1. Remember you too will be a patient one day.
2. Try and live by some of the advice you give your patients.
3. Find activities to recharge – you don’t have to be an advocate all the time.

Closing Statement:

Being a patient advocate is a different challenge from being a legal advocate. Whereas lawyers may often struggle to remain detached from their clients, medical professionals have to balance being both detached and emotionally engaged. They must further juggle the role of patient advocate; medical judge and face a jury of their peers constantly.  The moral and ethical implications of this challenge are intimidating at the best of times.
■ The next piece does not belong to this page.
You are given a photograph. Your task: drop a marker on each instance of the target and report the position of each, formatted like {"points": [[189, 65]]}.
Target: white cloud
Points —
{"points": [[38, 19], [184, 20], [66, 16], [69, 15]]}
At the same time such a challenge is a very rewarding part of medicine. It is very inspiring as a medical student to see many doctors from all disciplines thrive in spite of this herculean task. Fortunately medicine is a far more collaborative profession and part of its appeal is that you can get a great sense of fulfilment from meeting new patients, and solving their problems in a multidisciplinary setting.

The points I have presented might appear self-evident. By having them enlisted here, I hope that it will allow you to reflect on the importance of patient advocacy and to realise that patient advocacy is one of the best aspects of a doctor’s career. In closing, I ask you to reflect on choosing to pursue a career in medicine – or put another way – why didn’t you become a lawyer?

Principle 10:
1. Advocate for your own profession.